To contextualise this, I am Head of English and drama at a medium-sized secondary school in South Bristol. I have an 18 month old and I have just completed a part time M.A. at the IoE (Distance Learning). I am the breadwinner; my husband earns the living wage. You categorically cannot live on it. He’s a skilled worker but it doesn’t pay as a skilled job should. So, last February I went back to work full-time and within about 4 weeks of returning, I realised that something had to give. I’m still learning how to make these adaptations and I still have days when I don’t see my daughter for more than an hour. I organised a day of childcare this half-term in order to catch up on bits and pieces, but generally I am enjoying my job and feel that I have a decent work-life balance. One thing that may be relevant is the culture of my school. You are categorically not judged if you leave at 4.30pm. I appreciate that this is not the case in all schools.

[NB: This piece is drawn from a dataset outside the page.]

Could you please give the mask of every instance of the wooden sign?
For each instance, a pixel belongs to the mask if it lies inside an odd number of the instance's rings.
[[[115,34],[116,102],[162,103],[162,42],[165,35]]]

I’ll keep this short, anyway. It’s just a list of what I’ve done to ensure everything keeps running as it should. Here goes:

  1. I mark one piece of class work every fortnight. I plan for it, the students have a lesson on this objective and everything else gets SPaG marking. The EBI comment (school-wide policy) is entirely based on that one objective. That’s how assessment should be but with 9 hours of lessons a fortnight, we inevitably cover more than one AO. Sticking to one objective for marking means that you get into a rhythm of comments for improvement – just one set of EBI statements, differentiated according to the work.
  2. I set homework that doesn’t require marking. For KS4, this involves a set of 5 quotations to learn every week. KS3 have spellings. It’s tested and marked in class. The quotation tasks are cumulative and all for the GCSE literature texts. Here’s an example: 2-homework-mov . We have an enormous bank of spellings (all based on the KS2 sound groups) for KS3 which I am also happy to share. I’m just in the process of sorting out DropBox for it.
  3. Everything is planned collaboratively and lesson-by-lesson resources (including PowerPoints for those who want them) are divvied up. Then we just have to differentiate by class. Of course, there is no obligation to use these exact resources – as long as the objectives are met then teachers are free to teach as they wish. However, using these has reduced my workload by about 70%.
  4. I mark 15 books a day. Stating the obvious, maybe, but I am disciplined with it and it works. I can manage it in a normal working day. Weekends are then almost entirely free of marking. There are exceptions when I just can’t do it, but I’m getting better and it does help.
  5. I’ve given up trying to be superwoman. Before I had my baby, everything was super-polished. Presenting at briefing? I’d make a high-quality, well-edited film (I’m now cringing at the weeks this took me, for pity’s sake!). I would complete exam analysis almost down to each child. I would mark every single little thing that every single child wrote. I ran extra parents’ evenings for the faculty. I marked Y11 books after every lesson. I sewed fabric bunting for displays. Now, they get what they should get from a Head of English and you know what? The wheels haven’t fallen off. It’s been okay.

* Our school marking policy is for books to be marked with TIM once a fortnight.